Well, from the Orin data we know that a 12 SM Ampere GPU on Samsung 8nm at the peak efficiency clocks of 470MHz would consume a bit over 6W, which means we need something twice as power efficient as Samsung 8nm. There are a couple of small differences between T239 and Orin's GPUs, like smaller tensor cores and improved clock-gating, but they are likely to have only marginal impact on power consumption, nowhere near the 2x we need, which will have to come from a better manufacturing process.

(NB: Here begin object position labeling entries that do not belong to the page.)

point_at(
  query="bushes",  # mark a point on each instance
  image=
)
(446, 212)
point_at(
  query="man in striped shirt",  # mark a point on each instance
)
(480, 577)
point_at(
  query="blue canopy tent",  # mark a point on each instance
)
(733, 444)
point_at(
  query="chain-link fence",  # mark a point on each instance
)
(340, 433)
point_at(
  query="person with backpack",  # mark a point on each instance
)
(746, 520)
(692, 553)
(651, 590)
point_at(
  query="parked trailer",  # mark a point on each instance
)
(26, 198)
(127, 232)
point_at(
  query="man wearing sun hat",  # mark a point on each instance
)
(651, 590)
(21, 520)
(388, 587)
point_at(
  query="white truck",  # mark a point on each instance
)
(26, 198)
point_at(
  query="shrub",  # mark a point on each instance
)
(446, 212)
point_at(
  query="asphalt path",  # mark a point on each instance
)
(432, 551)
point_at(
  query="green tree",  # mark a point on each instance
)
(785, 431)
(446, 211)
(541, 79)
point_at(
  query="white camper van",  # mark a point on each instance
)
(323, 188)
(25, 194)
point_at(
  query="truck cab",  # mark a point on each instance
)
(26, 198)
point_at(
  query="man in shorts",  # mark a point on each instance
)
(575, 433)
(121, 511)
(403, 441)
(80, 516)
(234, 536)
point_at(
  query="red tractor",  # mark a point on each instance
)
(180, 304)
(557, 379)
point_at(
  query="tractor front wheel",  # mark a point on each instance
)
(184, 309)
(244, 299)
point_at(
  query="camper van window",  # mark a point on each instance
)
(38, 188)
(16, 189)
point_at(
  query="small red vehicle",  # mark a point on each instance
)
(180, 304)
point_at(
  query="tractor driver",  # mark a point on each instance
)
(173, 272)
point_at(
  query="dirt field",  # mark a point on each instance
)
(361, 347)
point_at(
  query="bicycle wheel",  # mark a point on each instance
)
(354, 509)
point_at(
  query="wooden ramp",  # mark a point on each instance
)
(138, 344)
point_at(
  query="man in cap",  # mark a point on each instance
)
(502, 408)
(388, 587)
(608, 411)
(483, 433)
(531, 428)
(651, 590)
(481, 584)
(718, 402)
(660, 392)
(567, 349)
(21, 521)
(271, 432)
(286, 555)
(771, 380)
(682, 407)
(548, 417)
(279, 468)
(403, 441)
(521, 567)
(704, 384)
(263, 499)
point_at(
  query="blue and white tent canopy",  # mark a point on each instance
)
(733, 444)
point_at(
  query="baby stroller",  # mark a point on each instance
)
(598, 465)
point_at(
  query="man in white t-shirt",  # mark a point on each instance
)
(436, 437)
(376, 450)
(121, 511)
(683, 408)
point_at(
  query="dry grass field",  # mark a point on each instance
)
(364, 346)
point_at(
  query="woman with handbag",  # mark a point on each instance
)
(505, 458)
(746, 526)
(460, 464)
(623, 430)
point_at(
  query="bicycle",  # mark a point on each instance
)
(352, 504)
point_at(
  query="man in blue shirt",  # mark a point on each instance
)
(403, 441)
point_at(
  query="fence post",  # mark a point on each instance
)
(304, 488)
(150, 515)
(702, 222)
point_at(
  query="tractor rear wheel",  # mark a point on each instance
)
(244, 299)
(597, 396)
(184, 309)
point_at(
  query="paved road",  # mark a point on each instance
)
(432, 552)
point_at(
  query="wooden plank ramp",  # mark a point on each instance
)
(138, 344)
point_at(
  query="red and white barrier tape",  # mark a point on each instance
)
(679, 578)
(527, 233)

One note to add here is that we actually need a bit more than a 2x efficiency improvement over 8nm, because as the manufacturing process changes, so does the peak efficiency clock. The peak efficiency clock will typically increase as an architecture is moved to a more efficient manufacturing process, as the improved process allows higher clocks at given voltages. From DVFS tables in Linux, we know that Mariko's peak efficiency clock on 16nm/12nm is likely 384MHz. That's increased to around 470MHz for Ampere on 8nm, and will increase further as it's migrated to more advanced processes.

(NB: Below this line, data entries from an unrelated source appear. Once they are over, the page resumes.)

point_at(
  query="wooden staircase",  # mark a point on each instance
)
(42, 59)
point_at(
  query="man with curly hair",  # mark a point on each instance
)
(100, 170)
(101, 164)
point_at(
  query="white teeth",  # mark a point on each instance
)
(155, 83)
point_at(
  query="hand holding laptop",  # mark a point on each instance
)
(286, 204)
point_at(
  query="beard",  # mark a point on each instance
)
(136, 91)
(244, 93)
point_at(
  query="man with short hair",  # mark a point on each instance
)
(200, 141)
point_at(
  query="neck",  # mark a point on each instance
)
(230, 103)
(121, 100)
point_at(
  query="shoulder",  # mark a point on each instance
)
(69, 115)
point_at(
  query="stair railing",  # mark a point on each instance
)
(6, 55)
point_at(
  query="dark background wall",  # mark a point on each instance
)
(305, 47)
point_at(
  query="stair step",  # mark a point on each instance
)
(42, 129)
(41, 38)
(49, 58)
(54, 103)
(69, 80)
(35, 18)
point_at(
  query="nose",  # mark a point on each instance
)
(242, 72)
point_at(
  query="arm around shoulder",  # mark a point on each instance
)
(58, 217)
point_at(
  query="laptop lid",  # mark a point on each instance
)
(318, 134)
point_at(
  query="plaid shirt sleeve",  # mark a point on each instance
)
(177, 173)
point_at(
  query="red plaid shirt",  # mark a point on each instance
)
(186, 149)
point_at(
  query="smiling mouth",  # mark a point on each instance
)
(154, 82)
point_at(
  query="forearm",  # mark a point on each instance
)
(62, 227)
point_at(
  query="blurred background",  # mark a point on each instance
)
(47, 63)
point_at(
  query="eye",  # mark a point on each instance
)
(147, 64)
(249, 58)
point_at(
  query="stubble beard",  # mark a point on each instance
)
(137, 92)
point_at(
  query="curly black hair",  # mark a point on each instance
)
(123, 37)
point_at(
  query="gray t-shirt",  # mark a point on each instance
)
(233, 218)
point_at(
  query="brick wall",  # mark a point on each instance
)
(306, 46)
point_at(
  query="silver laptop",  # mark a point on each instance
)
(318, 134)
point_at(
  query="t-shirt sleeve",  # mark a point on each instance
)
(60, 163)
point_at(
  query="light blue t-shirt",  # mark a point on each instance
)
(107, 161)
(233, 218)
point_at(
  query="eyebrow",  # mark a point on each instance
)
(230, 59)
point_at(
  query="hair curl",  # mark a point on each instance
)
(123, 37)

I'd expect peak efficiency clocks of around 500-600MHz on improved processes, which means that instead of running at 470MHz the chip would need to run at 500-600MHz within 3W to make sense. A clock of 550MHz would consume around 7.5W on 8nm, so we would need a 2.5x improvement in efficiency instead.
So, what manufacturing process can give a 2.5x improvement in efficiency over Samsung 8nm? The only reasonable answer I can think of is TSMC's 5nm/4nm processes, including 4N, which just happens to be the process Nvidia is using for every other product (outside of acquired Mellanox products) from this point onwards. In
Nvidia's Ada white paper (an architecture very similar to Ampere), they claim a 2x improvement in performance per Watt, which appears to come almost exclusively from the move to TSMC's 4N process, plus some memory changes.
They don't provide any hard numbers for similarly sized GPUs at the same clock speed, with only a vague unlabelled marketing graph
here, but they recently announced the Ada based
RTX 4000 SFF workstation GPU, which has 48 SMs clocked at 1,565MHz and a 70W TDP. The older Ampere
RTX A4000 also had 48 SMs clocked at 1,560MHz and had a TDP of 140W. There are differences in the memory setup, and TDPs don't necessarily reflect real world power consumption, but the indication is that the move from Ampere on Samsung 8nm to an Ampere-derived architecture on TSMC 4N reduces power consumption by about a factor of 2.